Fusée voulait couper ce lien avec l’origine biologique pour ne plus exister que dans sa sphère familiale, ou on la surnommait Sée (petite contraction de son nom), dans son travail aussi.

Sa mère avait fait une belle attestation, évoquant ses sentiments pour sa fille, et le soutien inconditionnel qu’elle lui apportait dans cette quête intime.

Le lien biologique et symbolique par le prénom coupé, c’était comme la phase finale, pour être définitivement et exclusivement la fille de sa vraie mère, celle qui l’avait choisie.

Le prénom est un élément important de l’identité, et pas seulement de l’identité administrative, de l’identité personnelle aussi.

Ne pas aimer son prénom n’est pas suffisant pour caractériser un intérêt légitime, il faut des raisons plus profondes.

Dans le cas de Fusée, Sée désormais, le Juge aux Affaires Familiales a été très attentif à ce récit, à ce parcours, et lui a accordé le changement de son prénom, bien que le nouveau ne soit pas très traditionnel.

Mais l’ablation de la première lettre de son prénom a permis à cette jeune femme d’achever son parcours identitaire, et de devenir elle même.

Le Droit rejoint bien souvent l’humain !

Par veronique.levrard le 26/01/15
Dernier commentaire ajouté il y a 1 mois 5 jours

Le prénom est par principe donné à la naissance par les parents d'après l'article 57 du Code Civil alinéa 2 :

" Les prénoms de l'enfant sont choisis par ses père et mère. "

 

Les alinéas 3 et 4, précisent la procédure dans le cas ou ledit prénom choisi par les parents semble contraire à l'intérêt de l'enfant.

 

"Lorsque ces prénoms ou l'un d'eux, seul ou associé aux autres prénoms ou au nom, lui paraissent contraires à l'intérêt de l'enfant ou au droit des tiers à voir protéger leur nom de famille, l'officier de l'état civil en avise sans délai le procureur de la République. Celui-ci peut saisir le juge aux affaires familiales.

 

Si le juge estime que le prénom n'est pas conforme à l'intérêt de l'enfant ou méconnaît le droit des tiers à voir protéger leur nom de famille, il en ordonne la suppression sur les registres de l'état civil. Il attribue, le cas échéant, à l'enfant un autre prénom qu'il détermine lui-même à défaut par les parents d'un nouveau choix qui soit conforme aux intérêts susvisés. Mention de la décision est portée en marge des actes de l'état civil de l'enfant."

 

L'officier d'état civil ne peut refuser l'inscription sur les registres mais doit saisir le Parquet immédiatement, qui lui, saisi le JAF, qui décide si oui ou non le prénom correspond à l'intérêt de l'enfant et le cas échéant à défaut de proposition des parents, en fixe un autre.
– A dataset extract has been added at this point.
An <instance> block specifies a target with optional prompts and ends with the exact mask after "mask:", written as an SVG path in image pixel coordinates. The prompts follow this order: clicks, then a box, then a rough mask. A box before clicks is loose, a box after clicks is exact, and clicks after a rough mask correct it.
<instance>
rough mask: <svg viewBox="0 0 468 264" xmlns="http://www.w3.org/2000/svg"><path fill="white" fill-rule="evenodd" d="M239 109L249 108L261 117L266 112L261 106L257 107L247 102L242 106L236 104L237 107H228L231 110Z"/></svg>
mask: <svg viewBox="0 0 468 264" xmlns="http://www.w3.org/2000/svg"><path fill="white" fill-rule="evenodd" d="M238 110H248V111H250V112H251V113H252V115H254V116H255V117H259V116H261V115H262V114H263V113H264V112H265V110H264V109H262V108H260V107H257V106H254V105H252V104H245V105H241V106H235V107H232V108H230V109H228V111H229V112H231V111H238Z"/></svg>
Ces dispositions sont issues d'une ordonnance du 4 juillet 2005. Avant cela, l'officier d'état civil pouvait refuser l'inscription, et il était fait référence aux prénoms du calendrier. c'est ainsi qu'il y a un certain nombre de Fetnat (abréviation de Fête Nationale).

Le seul critère fixé par la Loi est l'intérêt de l'enfant : soit le prénom seul est contraire audit intérêt, soit c'est son association avec le nom de famille.
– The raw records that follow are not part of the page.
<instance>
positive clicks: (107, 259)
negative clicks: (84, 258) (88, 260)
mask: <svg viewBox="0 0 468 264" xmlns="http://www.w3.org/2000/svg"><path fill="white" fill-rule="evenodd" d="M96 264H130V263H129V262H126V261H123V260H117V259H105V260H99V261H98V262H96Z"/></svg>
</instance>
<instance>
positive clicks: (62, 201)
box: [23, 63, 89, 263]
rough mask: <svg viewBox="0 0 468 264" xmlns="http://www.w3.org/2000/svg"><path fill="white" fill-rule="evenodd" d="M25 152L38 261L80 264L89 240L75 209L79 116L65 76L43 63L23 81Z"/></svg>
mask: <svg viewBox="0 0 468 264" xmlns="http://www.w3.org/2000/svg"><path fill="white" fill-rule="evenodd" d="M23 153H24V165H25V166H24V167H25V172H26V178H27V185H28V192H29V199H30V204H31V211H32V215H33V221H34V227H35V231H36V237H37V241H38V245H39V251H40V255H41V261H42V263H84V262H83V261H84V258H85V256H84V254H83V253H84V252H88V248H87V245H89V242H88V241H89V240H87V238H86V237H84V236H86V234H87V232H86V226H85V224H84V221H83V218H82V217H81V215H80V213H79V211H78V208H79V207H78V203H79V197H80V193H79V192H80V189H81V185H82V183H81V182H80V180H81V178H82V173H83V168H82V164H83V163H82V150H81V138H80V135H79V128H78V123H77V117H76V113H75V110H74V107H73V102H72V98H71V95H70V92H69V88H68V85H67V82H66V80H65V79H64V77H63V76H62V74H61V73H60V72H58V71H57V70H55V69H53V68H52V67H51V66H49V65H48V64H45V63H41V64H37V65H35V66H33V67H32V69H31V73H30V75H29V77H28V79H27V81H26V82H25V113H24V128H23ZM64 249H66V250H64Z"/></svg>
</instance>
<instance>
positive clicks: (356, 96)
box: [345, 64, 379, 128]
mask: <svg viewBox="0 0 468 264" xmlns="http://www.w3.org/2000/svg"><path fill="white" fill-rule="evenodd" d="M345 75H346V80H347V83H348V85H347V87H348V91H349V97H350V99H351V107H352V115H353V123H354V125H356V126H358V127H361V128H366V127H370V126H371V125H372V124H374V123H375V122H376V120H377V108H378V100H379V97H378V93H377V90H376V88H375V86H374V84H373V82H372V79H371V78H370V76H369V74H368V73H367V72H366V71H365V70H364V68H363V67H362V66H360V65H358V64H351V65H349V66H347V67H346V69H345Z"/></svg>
Quelques jurisprudences publiées font état du refus de prénommer un enfant Titeuf (CA VERSAILLES 7/10/2010) au motif des moqueries dont il pourrait être l'objet au regard du personnage de BD très populaire naïf et maladroit, ou MJ (CA AMIENS 13/12/2012), MJ étant les initiales de Mickael Jakson, la référence au chanteur décédé n'étant pas en soi contraire à l'intérêt de l'enfant, mais un prénom composé uniquement d'initiales, pourrait faire référence à une immatriculation.
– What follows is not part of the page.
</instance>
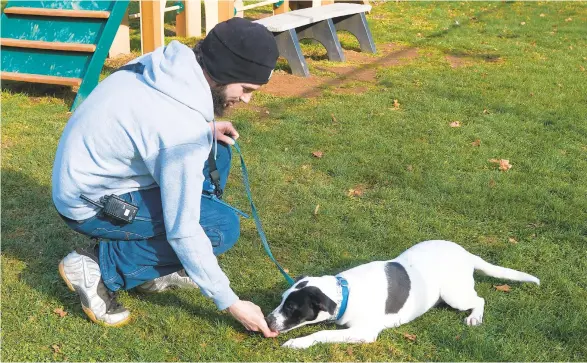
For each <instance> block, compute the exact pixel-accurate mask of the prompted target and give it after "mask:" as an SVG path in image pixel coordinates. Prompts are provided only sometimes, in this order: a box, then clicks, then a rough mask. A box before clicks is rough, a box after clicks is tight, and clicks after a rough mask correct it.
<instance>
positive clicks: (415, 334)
mask: <svg viewBox="0 0 587 363" xmlns="http://www.w3.org/2000/svg"><path fill="white" fill-rule="evenodd" d="M404 338H406V339H407V340H409V341H412V342H415V341H416V334H409V333H404Z"/></svg>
Très récemment, c'est Fraise et Nutella qui ont été jugés contraires à l'inétrêt des enfants par le JAF de VALENCIENNES.

Si l'inscription de prénoms "originaux" est plus facile du fait de la réforme, sans référence au calendrier, il n'y a pas de prénoms interdits en tant que tel, puisque tout est examiné sous le prisme de l'intérêt de l'enfant. C'est notamment par référence au ridicule, aux moqueries dont l'enfant pourrait être l'objet, que le refus du prénom peut intervenir, par la décison du Juge aux Affaires Familiales.